Erik darling: It’s the agile way.
Brent Ozar: Amy says, “Yes I am, thank you.” I figured someone would stab me for that.
How should I diagnose ASYNC_NETWORK_IO?
Brent Ozar: Samuel asks, “What are the next steps in diagnosing async network I/O waits when I’ve confirmed that networking is not the issue?”
Erik Darling: Doesn’t it sound like it should be the network?

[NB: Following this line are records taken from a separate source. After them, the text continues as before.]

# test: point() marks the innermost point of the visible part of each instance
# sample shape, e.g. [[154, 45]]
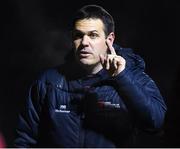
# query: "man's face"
[[89, 41]]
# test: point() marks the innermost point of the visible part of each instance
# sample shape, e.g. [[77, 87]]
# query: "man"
[[99, 97]]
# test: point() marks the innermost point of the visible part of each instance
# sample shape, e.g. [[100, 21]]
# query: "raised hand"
[[112, 62]]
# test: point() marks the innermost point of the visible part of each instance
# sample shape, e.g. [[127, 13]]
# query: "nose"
[[85, 40]]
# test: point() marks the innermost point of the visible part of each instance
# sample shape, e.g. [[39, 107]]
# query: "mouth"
[[84, 54]]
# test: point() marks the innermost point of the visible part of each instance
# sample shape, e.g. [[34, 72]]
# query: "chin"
[[86, 62]]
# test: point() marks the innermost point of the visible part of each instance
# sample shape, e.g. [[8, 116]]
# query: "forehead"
[[89, 24]]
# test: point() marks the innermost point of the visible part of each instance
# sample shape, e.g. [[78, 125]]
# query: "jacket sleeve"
[[27, 127], [142, 97]]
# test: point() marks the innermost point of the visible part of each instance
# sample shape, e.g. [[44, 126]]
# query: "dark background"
[[35, 36]]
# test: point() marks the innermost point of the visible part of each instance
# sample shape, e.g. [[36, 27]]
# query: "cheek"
[[76, 43]]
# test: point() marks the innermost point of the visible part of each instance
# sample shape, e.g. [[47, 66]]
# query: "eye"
[[93, 35], [77, 35]]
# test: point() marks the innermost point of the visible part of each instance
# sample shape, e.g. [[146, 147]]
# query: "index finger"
[[110, 47]]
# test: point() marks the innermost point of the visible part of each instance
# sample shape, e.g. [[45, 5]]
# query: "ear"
[[111, 37]]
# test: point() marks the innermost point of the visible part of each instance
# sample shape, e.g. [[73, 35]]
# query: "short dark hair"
[[96, 12]]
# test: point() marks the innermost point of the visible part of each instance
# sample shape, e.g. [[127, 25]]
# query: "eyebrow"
[[85, 32]]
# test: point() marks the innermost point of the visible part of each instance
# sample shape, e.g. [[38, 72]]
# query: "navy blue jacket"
[[68, 108]]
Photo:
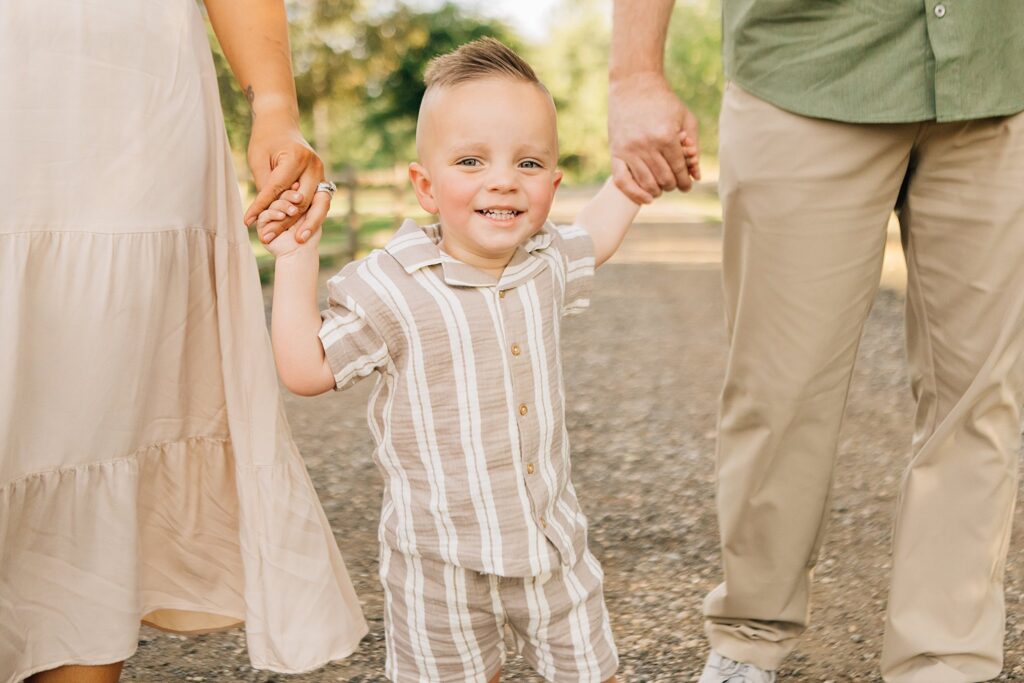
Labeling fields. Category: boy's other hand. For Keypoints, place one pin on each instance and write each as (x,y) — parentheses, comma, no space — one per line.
(645,121)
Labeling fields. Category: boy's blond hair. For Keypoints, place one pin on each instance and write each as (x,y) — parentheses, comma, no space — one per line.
(485,57)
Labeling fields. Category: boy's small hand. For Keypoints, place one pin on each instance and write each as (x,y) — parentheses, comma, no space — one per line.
(284,207)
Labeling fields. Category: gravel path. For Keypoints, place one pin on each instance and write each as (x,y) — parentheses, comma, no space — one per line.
(643,370)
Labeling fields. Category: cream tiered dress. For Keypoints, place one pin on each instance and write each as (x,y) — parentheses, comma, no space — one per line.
(146,469)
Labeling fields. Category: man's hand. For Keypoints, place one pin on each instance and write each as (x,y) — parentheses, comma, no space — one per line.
(646,124)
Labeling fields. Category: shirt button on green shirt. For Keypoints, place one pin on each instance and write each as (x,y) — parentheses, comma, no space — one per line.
(879,60)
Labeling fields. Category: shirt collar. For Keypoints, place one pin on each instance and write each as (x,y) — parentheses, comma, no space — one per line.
(415,247)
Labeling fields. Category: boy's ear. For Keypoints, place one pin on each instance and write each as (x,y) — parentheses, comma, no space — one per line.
(424,189)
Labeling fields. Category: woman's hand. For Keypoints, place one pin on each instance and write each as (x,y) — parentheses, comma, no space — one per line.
(287,207)
(280,159)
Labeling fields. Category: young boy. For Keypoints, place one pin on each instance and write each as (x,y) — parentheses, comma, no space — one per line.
(480,527)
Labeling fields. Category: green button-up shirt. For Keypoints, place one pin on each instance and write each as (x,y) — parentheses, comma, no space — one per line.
(879,60)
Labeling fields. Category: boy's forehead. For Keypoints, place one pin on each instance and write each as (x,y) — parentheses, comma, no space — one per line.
(489,88)
(445,109)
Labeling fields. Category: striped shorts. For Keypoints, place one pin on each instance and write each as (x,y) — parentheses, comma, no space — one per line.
(446,624)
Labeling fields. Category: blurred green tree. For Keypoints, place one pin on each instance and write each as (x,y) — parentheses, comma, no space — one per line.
(358,69)
(693,63)
(407,40)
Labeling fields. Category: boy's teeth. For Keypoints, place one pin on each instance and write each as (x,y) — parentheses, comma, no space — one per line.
(501,215)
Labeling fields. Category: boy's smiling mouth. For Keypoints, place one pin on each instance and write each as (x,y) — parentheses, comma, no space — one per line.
(499,214)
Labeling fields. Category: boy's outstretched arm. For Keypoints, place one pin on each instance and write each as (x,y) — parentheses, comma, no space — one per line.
(295,319)
(609,214)
(606,217)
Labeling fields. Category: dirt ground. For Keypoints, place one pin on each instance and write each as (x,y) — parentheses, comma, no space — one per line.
(642,371)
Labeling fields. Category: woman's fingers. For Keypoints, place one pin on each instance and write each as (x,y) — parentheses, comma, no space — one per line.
(281,178)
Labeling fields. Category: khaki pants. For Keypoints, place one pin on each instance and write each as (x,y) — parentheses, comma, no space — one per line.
(805,204)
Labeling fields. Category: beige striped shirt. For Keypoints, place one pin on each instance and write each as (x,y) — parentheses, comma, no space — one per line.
(467,413)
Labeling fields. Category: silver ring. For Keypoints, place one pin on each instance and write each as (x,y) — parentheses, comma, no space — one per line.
(327,186)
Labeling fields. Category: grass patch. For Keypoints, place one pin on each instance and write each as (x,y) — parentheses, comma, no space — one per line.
(333,247)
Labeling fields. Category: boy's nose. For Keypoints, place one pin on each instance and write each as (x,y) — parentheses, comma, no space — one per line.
(502,180)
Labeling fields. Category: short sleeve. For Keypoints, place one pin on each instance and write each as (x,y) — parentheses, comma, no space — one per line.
(352,347)
(577,250)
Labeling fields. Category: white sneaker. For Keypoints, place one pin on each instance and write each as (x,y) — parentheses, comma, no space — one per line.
(723,670)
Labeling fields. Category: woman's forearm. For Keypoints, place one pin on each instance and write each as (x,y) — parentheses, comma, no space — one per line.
(254,37)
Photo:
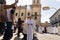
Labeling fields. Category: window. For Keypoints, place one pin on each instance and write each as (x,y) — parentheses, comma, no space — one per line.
(16,14)
(28,13)
(22,14)
(35,18)
(35,13)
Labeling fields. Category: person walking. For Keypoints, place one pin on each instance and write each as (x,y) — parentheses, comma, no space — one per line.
(9,21)
(30,28)
(20,29)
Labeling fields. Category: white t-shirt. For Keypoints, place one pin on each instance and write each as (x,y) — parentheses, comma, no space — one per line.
(9,15)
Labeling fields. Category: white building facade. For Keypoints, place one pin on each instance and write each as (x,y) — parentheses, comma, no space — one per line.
(55,20)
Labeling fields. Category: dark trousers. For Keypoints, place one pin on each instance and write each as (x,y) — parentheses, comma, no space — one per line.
(8,32)
(1,27)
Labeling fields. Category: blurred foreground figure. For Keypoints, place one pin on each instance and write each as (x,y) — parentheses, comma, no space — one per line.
(30,24)
(20,29)
(6,16)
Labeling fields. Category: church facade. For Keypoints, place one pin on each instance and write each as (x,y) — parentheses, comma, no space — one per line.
(35,11)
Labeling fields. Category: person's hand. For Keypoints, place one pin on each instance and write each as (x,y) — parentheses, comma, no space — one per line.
(16,1)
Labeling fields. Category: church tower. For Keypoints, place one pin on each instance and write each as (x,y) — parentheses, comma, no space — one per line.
(36,11)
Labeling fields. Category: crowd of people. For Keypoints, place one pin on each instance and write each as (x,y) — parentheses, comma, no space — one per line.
(7,23)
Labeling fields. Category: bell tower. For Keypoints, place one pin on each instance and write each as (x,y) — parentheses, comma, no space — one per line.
(34,2)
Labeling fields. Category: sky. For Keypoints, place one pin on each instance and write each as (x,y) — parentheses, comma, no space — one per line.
(46,14)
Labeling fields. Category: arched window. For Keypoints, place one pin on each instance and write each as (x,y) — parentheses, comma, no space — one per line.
(22,14)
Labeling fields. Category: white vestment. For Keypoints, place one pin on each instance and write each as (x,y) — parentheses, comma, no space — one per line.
(30,28)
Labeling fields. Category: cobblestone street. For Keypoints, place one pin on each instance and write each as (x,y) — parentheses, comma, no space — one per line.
(39,36)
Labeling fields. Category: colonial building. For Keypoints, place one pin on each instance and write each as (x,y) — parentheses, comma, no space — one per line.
(55,18)
(35,11)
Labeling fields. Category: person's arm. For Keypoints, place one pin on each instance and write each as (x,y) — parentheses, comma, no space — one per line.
(10,6)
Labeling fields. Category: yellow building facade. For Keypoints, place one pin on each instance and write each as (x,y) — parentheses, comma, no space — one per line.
(35,11)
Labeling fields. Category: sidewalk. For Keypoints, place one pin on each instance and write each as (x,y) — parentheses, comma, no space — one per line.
(47,37)
(39,37)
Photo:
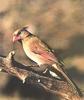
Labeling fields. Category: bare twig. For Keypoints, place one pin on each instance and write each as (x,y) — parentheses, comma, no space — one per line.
(61,88)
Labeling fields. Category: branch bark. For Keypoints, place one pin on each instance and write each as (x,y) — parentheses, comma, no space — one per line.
(60,88)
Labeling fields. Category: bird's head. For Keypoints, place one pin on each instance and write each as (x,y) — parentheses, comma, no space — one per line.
(20,34)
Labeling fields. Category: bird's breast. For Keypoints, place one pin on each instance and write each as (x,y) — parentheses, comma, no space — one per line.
(33,56)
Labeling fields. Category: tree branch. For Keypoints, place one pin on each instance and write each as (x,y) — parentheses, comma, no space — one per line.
(60,88)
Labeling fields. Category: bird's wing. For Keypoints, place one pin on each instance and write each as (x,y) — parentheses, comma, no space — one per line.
(42,49)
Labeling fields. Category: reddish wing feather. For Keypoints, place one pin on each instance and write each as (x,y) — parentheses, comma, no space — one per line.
(40,48)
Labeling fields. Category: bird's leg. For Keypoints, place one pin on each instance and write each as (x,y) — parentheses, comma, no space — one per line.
(40,69)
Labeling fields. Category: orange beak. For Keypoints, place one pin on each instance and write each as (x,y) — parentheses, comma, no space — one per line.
(16,38)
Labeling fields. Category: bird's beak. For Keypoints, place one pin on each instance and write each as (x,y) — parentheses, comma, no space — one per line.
(16,38)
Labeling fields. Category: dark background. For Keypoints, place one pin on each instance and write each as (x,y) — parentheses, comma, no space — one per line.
(60,23)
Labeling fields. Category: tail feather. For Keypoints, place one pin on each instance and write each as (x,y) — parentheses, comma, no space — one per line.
(67,77)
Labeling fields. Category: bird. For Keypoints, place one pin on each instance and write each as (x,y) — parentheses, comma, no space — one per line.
(39,52)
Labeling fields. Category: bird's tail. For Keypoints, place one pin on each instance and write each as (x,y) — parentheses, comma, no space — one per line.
(63,74)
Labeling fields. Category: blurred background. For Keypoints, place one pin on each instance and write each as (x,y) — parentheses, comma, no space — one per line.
(60,23)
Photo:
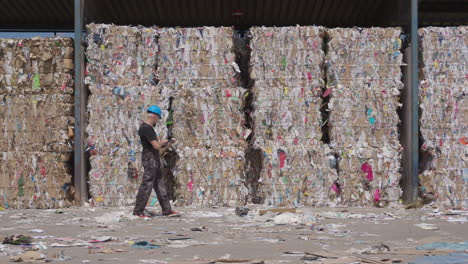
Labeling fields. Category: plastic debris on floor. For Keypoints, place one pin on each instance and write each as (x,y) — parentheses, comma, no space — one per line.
(197,67)
(364,80)
(287,66)
(444,118)
(36,122)
(122,83)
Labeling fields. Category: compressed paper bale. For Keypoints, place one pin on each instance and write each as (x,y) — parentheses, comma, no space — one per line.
(121,77)
(287,65)
(196,68)
(36,115)
(298,174)
(364,80)
(217,180)
(442,96)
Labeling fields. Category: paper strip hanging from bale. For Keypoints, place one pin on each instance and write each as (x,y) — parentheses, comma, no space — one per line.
(36,118)
(444,118)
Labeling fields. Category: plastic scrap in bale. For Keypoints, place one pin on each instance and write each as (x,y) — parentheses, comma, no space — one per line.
(287,65)
(364,77)
(444,118)
(36,114)
(195,67)
(122,81)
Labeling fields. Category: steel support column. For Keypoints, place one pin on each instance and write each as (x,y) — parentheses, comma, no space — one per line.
(410,137)
(80,184)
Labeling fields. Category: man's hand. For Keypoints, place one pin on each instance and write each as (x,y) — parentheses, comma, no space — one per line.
(160,144)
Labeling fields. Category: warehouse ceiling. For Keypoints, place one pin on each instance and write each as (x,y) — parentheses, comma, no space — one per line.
(57,15)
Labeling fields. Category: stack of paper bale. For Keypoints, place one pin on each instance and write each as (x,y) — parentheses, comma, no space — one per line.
(121,78)
(444,118)
(364,77)
(287,66)
(196,65)
(36,122)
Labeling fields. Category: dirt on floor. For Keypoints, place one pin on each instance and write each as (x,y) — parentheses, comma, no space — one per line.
(219,235)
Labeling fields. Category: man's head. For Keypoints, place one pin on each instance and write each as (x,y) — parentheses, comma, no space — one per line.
(153,114)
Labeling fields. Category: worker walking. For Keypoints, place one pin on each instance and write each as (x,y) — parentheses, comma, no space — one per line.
(152,176)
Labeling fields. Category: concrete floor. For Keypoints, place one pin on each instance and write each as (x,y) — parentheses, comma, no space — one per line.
(352,235)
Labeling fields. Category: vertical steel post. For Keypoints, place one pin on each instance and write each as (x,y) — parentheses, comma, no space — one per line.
(79,181)
(410,137)
(414,99)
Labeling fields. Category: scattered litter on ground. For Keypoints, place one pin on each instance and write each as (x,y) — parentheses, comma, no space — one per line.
(462,246)
(242,211)
(427,226)
(29,257)
(145,245)
(453,258)
(36,231)
(277,210)
(18,240)
(110,218)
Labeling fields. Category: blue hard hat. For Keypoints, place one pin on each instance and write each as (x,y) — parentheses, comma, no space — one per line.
(155,110)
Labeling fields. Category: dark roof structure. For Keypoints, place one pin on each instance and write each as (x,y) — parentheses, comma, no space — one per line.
(57,15)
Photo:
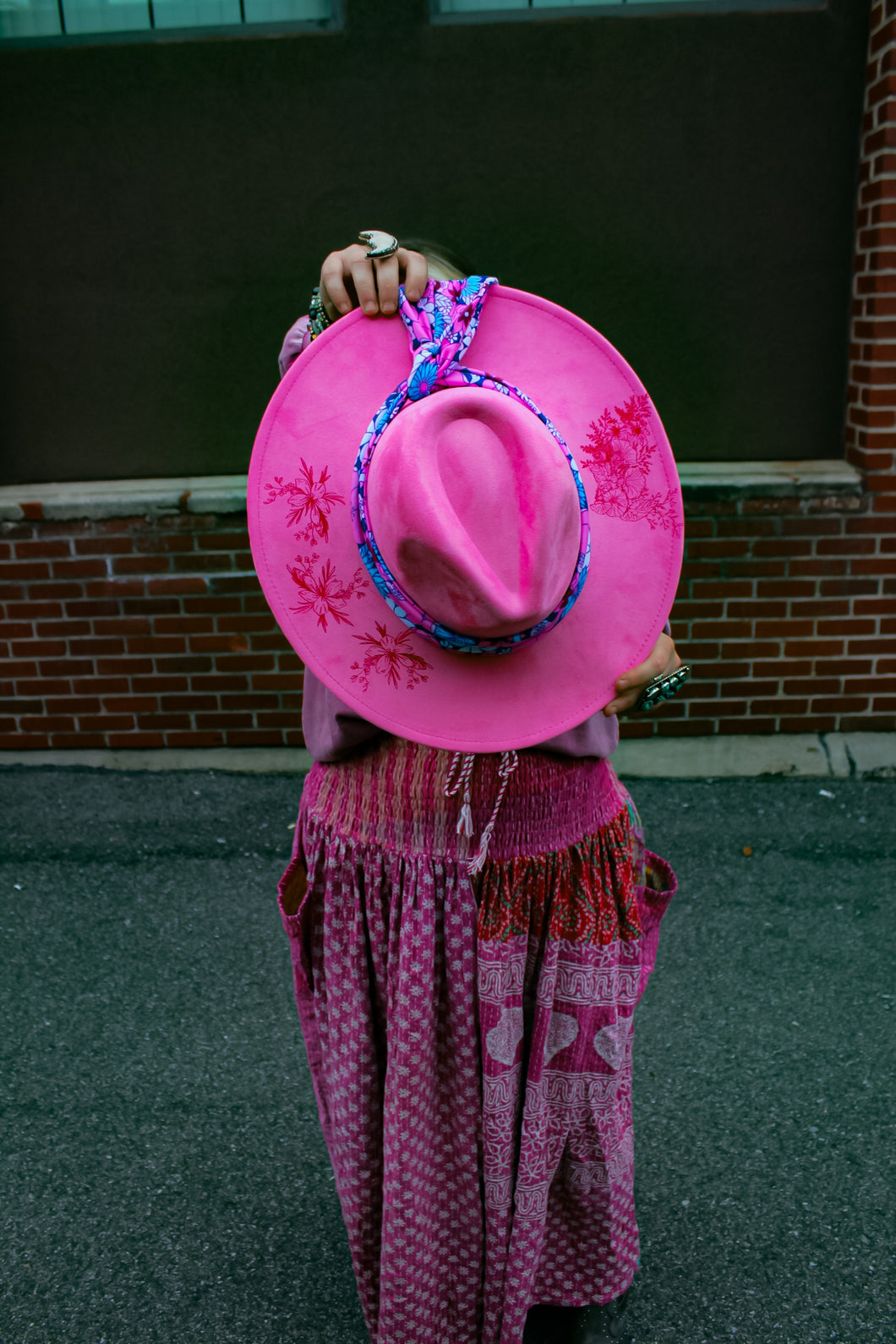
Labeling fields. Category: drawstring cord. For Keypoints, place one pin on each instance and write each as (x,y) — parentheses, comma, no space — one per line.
(510,761)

Brent Ozar: Yes – so many [crosstalk]
Erik Darling: Oh, that’s good. I would start with checking your SQL Server code and see if you’re running any scalar functions or cursors in there that might be sending results to your application one row at a time. The next thing I would check is your actual application code and see if they’re doing any processing on a dataset that comes in, in like a four-reach loop; where they’ll take a row and do some processing and then another row and do some processing. Because typically what async network I/O is, is when SQL is basically shooting data at a client and the client’s not saying that it has all the data because it’s doing a bunch of stuff client side.
Brent Ozar: You could run sp_whoisactive. Go run sp_whoisactive and look at that wait stat column. In there, it will show which queries are waiting for async network I/O; and then you can go back to those developers too. It shows you – I love sp_whoisactive so much. It shows you which machine it’s coming from, all kinds of fun stuff.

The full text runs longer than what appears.